Depuis la publication du livre Les Fossoyeurs de Victor Castanet, la parole se libère. Les révélations de maltraitances ou de mauvaise gestion des établissements d’hébergement pour personnes âgées dépendantes (Ehpad) se multiplient. La cellule investigation de Radio France accuse le groupe Bridge de nombreux dysfonctionnements, dans une enquête publiée vendredi 22 avril. Ce serait par exemple le cas à la maison de retraite « Les Fontaines » à Horbourg-Wihr près de Colmar (Haut-Rhin), rachetée en décembre dernier par Bridge. Sur place, la prise en charge des résidents serait particulièrement défectueuse. « Je me suis rendu compte que ma femme n'avait pas été changée pendant quatre jours », témoigne le mari d’une résidente.

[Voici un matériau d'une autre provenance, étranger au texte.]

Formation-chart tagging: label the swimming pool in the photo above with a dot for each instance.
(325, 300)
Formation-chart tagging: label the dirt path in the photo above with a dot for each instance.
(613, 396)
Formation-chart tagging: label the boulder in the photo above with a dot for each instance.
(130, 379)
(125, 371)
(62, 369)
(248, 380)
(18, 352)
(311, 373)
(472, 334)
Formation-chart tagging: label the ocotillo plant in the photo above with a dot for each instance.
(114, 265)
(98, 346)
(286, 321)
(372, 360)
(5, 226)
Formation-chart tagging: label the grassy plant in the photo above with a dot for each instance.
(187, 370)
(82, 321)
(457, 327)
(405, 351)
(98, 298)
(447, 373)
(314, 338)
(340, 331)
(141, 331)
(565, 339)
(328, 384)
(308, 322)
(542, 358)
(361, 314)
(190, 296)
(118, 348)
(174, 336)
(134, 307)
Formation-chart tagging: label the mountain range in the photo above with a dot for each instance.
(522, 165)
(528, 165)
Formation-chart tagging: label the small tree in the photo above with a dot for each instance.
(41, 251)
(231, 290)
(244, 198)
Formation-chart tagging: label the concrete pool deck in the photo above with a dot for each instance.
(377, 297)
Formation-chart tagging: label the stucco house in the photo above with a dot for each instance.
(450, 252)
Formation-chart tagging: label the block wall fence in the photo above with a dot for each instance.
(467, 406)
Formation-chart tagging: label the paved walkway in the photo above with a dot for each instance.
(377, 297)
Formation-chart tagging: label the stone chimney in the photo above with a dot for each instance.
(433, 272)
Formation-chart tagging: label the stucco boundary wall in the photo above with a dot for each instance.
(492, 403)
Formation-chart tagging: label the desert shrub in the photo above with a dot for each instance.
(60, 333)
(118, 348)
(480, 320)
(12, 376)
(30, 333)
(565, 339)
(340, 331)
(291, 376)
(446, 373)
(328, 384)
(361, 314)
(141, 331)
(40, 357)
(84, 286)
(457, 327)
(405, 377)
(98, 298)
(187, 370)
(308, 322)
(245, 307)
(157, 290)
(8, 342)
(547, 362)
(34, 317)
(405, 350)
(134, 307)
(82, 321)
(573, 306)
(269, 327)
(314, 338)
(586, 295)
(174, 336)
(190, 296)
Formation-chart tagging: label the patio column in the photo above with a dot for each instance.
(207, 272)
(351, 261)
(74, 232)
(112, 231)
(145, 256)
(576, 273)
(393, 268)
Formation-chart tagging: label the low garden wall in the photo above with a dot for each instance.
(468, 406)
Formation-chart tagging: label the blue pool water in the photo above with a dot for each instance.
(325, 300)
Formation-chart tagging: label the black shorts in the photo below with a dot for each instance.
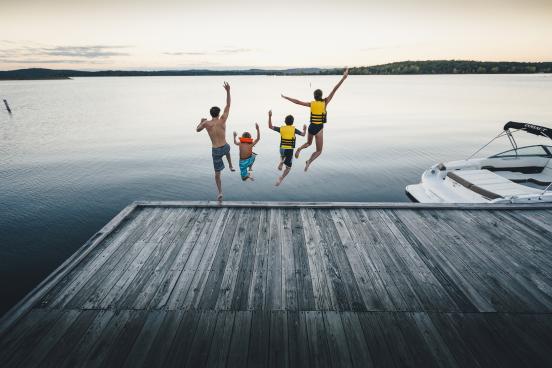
(315, 128)
(287, 155)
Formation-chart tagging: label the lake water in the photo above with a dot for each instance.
(75, 152)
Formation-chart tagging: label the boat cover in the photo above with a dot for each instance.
(529, 128)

Selon Radio France, la dégradation de l’accompagnement des personnes âgées est liée à un sous-effectif chronique. L’établissement ne fonctionnerait qu’avec trois aides-soignantes par étage, contre quatre ou cinq avant le rachat. Plus grave, la directrice de l’Ehpad aurait été licenciée pour insubordination car elle aurait refusé de supprimer huit postes équivalent temps plein comme demandé par le groupe Bridge. Pour le mari d’une résidente, ce sont les « méthodes de management de Bridge » qui ont « fait fuir les salariés ».

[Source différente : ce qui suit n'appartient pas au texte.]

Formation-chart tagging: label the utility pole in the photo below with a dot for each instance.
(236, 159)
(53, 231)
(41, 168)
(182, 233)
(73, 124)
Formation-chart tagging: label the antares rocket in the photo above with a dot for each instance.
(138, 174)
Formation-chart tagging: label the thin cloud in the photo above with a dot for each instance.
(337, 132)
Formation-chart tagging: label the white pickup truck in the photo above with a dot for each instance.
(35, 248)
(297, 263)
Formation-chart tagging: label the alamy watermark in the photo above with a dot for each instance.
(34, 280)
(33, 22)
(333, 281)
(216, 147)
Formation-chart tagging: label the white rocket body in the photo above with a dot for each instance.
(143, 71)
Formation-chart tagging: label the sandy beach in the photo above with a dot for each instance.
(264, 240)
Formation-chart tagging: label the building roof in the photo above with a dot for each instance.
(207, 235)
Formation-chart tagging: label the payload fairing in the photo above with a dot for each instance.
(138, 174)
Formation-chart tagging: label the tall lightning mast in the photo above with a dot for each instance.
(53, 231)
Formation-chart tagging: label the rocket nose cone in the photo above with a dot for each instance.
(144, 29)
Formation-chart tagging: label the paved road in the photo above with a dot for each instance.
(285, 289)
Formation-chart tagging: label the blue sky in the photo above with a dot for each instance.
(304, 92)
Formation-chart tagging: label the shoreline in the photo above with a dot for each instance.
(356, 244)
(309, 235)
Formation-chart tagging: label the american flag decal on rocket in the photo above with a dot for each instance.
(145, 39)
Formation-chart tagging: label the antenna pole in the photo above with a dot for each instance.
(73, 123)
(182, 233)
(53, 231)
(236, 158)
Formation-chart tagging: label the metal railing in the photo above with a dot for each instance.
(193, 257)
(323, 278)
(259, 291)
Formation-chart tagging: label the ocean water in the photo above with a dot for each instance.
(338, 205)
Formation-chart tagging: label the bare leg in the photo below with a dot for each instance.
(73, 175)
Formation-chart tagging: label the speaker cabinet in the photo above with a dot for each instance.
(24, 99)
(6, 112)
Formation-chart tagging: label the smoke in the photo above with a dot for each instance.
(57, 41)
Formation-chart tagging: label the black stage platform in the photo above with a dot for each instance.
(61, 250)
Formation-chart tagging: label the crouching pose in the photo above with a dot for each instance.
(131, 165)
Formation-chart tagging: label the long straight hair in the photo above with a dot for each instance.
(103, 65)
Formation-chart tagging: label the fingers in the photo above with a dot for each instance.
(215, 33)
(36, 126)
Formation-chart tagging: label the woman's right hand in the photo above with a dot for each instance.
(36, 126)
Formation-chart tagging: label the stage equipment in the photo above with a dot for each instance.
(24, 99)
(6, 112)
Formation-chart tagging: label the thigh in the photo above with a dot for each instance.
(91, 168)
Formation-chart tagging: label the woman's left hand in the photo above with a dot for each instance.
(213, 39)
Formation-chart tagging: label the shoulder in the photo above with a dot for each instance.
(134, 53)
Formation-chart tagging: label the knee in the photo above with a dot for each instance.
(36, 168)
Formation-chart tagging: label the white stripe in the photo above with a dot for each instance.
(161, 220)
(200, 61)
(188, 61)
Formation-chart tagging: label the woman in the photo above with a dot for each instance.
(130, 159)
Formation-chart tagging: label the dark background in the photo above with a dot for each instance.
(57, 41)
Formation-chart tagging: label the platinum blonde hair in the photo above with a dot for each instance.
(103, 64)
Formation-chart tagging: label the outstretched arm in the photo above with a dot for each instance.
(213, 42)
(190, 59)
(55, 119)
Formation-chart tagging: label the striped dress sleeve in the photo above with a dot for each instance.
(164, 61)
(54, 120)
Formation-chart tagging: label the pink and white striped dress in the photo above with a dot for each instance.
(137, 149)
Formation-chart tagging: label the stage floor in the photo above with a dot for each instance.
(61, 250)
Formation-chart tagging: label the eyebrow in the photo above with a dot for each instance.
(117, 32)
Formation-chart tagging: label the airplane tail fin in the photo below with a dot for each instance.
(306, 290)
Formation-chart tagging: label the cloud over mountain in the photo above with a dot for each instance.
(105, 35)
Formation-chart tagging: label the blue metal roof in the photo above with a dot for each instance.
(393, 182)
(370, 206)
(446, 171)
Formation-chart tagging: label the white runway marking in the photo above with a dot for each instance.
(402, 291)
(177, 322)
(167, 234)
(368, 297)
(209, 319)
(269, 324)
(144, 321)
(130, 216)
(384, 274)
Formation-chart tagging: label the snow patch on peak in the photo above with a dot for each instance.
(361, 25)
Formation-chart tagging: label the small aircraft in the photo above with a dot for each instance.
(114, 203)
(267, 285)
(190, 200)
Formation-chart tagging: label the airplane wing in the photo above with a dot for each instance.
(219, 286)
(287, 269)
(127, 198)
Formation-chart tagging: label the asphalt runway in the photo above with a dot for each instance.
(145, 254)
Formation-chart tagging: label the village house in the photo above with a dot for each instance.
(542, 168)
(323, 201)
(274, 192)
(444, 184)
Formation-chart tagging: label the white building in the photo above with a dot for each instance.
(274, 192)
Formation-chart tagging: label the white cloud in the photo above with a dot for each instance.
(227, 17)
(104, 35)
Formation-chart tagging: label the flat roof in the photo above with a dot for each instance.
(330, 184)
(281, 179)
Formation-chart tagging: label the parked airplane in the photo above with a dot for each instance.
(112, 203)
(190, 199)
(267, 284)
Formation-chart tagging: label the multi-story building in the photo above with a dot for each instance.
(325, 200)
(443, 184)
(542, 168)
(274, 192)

« Seul dans le couloir, les mains pleines d'excréments »
Ce manque de personnel n’est pas sans conséquence comme en témoigne une aide-soignante : les douches sont aléatoires, les résidents ne sont levés qu’un jour sur deux, les chutes et les pertes de poids sont plus nombreuses. La situation est telle que l’agence régionale de santé (ARS) du Grand Est a été alertée et qu’un contrôle a été effectué le 17 mars. Si la direction du groupe Bridge réfute toutes ces accusations, Radio France précise que cette structure n’est pas isolée. A Lutterbach près de Mulhouse, une femme affirme avoir retrouvé son mari « seul dans le couloir, les mains pleines d'excréments ». Selon les informations de Radio France, les ARS d’Ile-de-France, de Normandie et du Centre-Val de Loire ont, elles-aussi, reçu des signalements de familles et de salariés du groupe.

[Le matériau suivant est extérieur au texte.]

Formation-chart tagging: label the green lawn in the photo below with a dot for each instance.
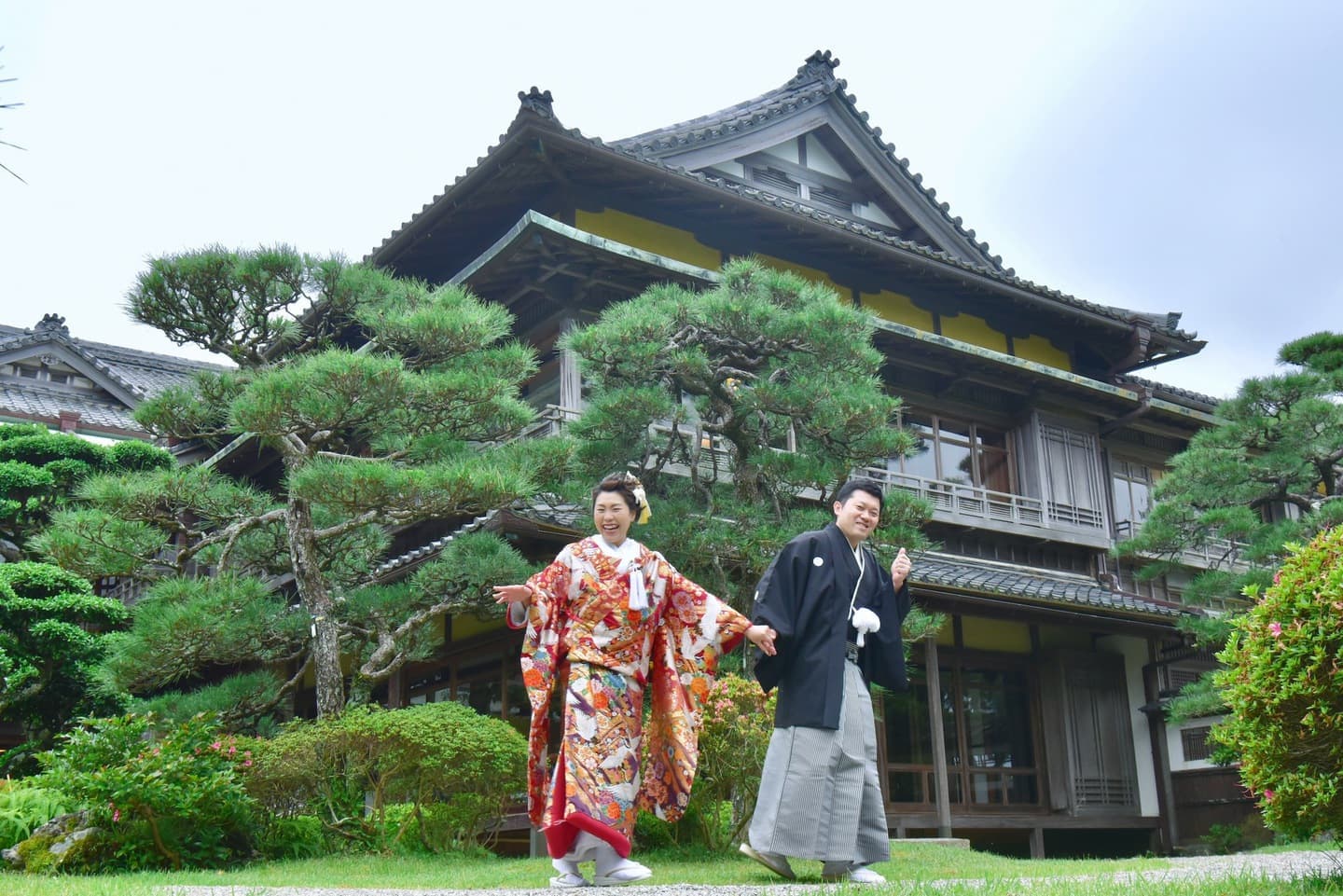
(913, 869)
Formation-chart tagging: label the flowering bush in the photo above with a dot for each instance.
(162, 795)
(736, 722)
(1282, 684)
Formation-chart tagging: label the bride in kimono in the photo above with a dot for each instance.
(607, 621)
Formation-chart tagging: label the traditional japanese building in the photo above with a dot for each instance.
(1044, 731)
(76, 386)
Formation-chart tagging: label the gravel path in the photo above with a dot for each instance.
(1264, 865)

Une ancienne responsable livre ainsi un témoignage édifiant : dans son Ehpad, « une chambre n'avait plus de chauffage depuis deux ans » ou encore « des seringues pour piquer les résidents étaient périmées ». Enfin, toujours selon l’enquête de Radio France, le groupe Bridge pratique aussi la surcapacité en accueillant dans 19 de ses 34 Ehpad plus de résidents que les ARS ne l’autorisent.